The S&P500 cash closed at 5187, having found supply kick-in at the 5200 level, with S&P500 futures reversing off 5226. Looking under the hood though and breadth was ok (65% of stocks closed higher) and we see signs of movement with materials finding better flow, and utilities also firing up, while tech and discretionary sectors – the star performers in the prior session - closed lower.
We’ve seen several individual pieces of news flow relating to companies like Walt Disney (weak subscriber growth), Apple (revealing a new AI-focused iPad), and Reddit (upgraded Q2 sales guidance to $240m-$255m), which have caused some pocked of volatility. We also saw headlines around ‘US to remove licenses for supply of chips to China’s Huawei’ which did no favours to Intel and Qualcomm, but shares were already finding sellers into the headlines, and this just kept the momentum skewed lower.

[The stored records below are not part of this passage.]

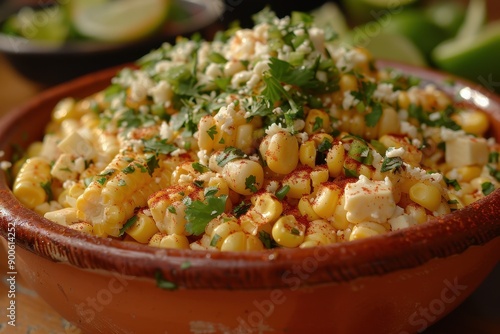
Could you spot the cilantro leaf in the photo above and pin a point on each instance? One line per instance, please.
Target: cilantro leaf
(162, 283)
(128, 224)
(241, 208)
(250, 183)
(158, 146)
(487, 188)
(199, 214)
(229, 154)
(372, 118)
(392, 164)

After being upbeat on names like Meta, Nvidia and Amazon in the prior session, the sellers have won out today - but little news the upside momentum never really got traction, which would then feed the options 0DTE market makers, who would hedge their exposures (by buying the stocks in question). The market will always go where it wants to go, but flow and sentiment are the prominent drivers on an intraday basis, and they were lacking today – tomorrow they could easily come back – price action will reveal all and it’s what we react to.
Calm conditions were seen again in the US bond market, where a 3yr Treasury auction went off to average demand, but with limited news (US consumer credit was weak at $6.27b), there was little to drive and the wash-up was yields modestly lower across the curve, and on any other day this could have been the reason many would give for why stocks should be higher and the USD lower.
On this point, the USD staged a rally from the open of US cash equity trade, with the DXY rallying from 105.05 into 105.45, driven in part by EURUSD falling from a session high of 1.0787 to 1.0748, and just below Monday's low. AUDUSD hit a low of 0.6587 post-RBA meeting before chopping in a range of 0.6624 to 0.6588. A number of AUD longs taking some of that positioning off the table after the RBA didn’t provide the explicit roadmap that takes us to hikes in August, and Aussie rates pricing now sees a more sanguine 1-in-5 chance of a hike in the August meeting. It feels right to have some degree of hiking expectations backed into the Aussie rates curve – Gov Bullock said they discussed hikes at this meeting - and this pricing will move dynamically to the upcoming Aussie data - Wage price index, employment data, and next month's CPI print will be looked at closely.
Looking ahead today we get the Riksbank meeting, so SEK exposures will need to be managed. Economists see a slight skew in a 25bp cut, while SEK swaps price a higher probability of easing, so one could argue the bigger move in the SEK comes if the Riksbank leave rates on hold (than what we’d get if they do ease).
The BoE steps up tomorrow with traders still pricing the first cut in August. GBPUSD looks to trade heavy into the meeting, with EURGBP also pushing higher and eyes a break of 0.8600, with many positioning for dovish risks - the commentary aside, one minor development for GBP shorts would be if BoE member Ramsden joins Dhingra in calling for cuts, leaving the voting split at 7-2. The dynamics unfolding in UK services inflation does offer the bank some increased flexibility on policy relative to other central banks, such as the Fed and RBA.
A touch of red is seen in the commodity space, and with limited tier 1 news to drive we see copper, gold, and crude a touch lower on the day. A look at the intraday tape of gold, we see a range of 2329 to 2310 with a slight downwards bias - but a hard one for the day traders and the moves intraday lacked any real duration to allow short-term trader to hold positions.
Turning to the Asia open our opening calls are mixed, with the ASX200 opening 0.2% higher at 7808, so the bulls will naturally want to hold the big figure. The NKY225 looks to underperform with a flat open eyed in HK. The sector leads from the US may support the ASX200 given the weight towards materials names, but BHP looks set to open 0.4% higher, with CBA’s ADR +0.2%.